Debugging Kubernetes
As described in Configuring Kubernetes, Azimuth uses Cluster API to manage tenant Kubernetes clusters.
Cluster API resources are managed by releases of the
openstack-cluster Helm chart,
which in turn are managed by the
azimuth-capi-operator in response
to changes to instances of the clusters.azimuth.stackhpc.com
custom resource.
These instances are created, updated and deleted in Kubernetes by the Azimuth API in
response to user actions.
The Azimuth API creates a namespace for each project, in which cluster resources are
created. These namespaces are of the form az-<sanitized project name>
.
It is also important to note that the Kubernetes API servers for tenant clusters do not use Octavia load balancers like the Azimuth HA cluster. Instead, the API servers for tenant clusters are exposed via Zenith.

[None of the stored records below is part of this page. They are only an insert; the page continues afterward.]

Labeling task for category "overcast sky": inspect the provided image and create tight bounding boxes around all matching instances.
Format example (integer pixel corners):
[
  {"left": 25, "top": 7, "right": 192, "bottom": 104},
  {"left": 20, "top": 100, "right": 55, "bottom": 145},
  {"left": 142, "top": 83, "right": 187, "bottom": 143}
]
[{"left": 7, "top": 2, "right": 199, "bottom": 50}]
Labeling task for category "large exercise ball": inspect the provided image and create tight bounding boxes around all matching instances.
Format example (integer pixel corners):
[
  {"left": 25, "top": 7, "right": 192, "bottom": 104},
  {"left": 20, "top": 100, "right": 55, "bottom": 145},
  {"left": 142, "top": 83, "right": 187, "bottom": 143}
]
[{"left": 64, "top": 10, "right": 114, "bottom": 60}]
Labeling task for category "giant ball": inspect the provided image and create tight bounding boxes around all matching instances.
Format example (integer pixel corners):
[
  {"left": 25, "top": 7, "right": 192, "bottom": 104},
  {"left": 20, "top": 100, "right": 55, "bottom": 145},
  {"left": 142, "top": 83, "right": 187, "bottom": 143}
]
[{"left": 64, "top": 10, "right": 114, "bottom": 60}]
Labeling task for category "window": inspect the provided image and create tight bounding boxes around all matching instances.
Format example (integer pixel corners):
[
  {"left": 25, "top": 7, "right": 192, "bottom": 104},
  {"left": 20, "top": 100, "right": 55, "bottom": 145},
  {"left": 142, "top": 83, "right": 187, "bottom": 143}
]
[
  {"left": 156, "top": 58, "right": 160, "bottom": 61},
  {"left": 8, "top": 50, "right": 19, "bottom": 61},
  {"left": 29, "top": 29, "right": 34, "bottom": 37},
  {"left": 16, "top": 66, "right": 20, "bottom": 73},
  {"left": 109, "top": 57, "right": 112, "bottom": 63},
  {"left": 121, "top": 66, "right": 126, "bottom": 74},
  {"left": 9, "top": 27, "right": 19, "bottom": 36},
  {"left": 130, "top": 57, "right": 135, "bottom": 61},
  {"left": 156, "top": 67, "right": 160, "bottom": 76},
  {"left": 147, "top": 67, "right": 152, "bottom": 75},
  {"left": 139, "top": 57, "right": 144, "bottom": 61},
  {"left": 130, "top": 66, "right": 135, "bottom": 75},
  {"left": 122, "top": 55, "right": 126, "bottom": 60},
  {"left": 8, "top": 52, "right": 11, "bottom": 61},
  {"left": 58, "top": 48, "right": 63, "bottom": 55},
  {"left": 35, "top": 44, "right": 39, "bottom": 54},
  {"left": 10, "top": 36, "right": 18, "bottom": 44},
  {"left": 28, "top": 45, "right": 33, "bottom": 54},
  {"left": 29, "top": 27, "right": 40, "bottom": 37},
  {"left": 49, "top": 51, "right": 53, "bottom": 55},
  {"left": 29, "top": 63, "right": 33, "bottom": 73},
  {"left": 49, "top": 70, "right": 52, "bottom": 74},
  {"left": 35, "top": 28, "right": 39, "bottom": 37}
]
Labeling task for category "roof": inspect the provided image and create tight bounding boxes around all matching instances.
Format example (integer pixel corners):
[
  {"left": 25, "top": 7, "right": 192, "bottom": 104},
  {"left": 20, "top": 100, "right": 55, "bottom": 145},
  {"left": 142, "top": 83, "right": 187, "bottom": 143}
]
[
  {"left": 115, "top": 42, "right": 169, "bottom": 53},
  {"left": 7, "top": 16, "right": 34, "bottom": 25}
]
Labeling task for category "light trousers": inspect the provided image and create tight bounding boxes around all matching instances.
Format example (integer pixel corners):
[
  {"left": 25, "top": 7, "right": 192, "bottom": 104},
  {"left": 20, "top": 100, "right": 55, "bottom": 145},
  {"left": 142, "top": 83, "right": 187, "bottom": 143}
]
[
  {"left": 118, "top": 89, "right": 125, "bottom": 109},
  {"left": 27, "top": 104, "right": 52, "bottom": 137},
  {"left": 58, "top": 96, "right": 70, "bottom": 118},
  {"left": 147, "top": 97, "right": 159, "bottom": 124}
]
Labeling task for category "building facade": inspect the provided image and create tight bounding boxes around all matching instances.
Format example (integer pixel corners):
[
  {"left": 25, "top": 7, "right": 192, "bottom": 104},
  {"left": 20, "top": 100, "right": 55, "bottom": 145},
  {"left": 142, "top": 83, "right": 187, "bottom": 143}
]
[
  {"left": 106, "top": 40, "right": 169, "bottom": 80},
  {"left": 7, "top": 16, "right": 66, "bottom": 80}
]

When issues occur with cluster provisioning, here are some things to try in order to locate the issue.
Cluster resource exists
First, check if the cluster resource exists in the tenant namespace:
$ kubectl -n az-demo get cluster
NAME LABEL TEMPLATE KUBERNETES VERSION PHASE NODE COUNT AGE
demo demo kube-1-24-2 1.24.2 Ready 4 11d
If no cluster resource exists, check if the Kubernetes CRDs are installed:
$ kubectl get crd | grep azimuth
apptemplates.azimuth.stackhpc.com 2022-11-02T11:11:13Z
clusters.azimuth.stackhpc.com 2022-11-02T10:53:26Z
clustertemplates.azimuth.stackhpc.com 2022-11-02T10:53:26Z
If they do not exist, check if the azimuth-capi-operator
is running:
$ kubectl -n azimuth get po -l app.kubernetes.io/instance=azimuth-capi-operator
NAME READY STATUS RESTARTS AGE
azimuth-capi-operator-5c65c4b598-h2thx 1/1 Running 0 10d
Helm release exists
The first thing that the azimuth-capi-operator
does when it sees a new cluster resource
is make a Helm release:
$ helm -n az-demo list -a
NAME NAMESPACE REVISION UPDATED STATUS CHART APP VERSION
demo az-demo 1 2022-07-07 13:26:22.94084961 +0000 UTC deployed openstack-cluster-0.1.0-dev.0.main.161 a0bcee5
If the Helm release does not exist, restart the azimuth-capi-operator
:
kubectl -n azimuth rollout restart deploy/azimuth-capi-operator
If the Helm release does not get created, even after a restart, check the logs
of the azimuth-capi-operator
for any warnings or errors:
kubectl -n azimuth logs deploy/azimuth-capi-operator [-f]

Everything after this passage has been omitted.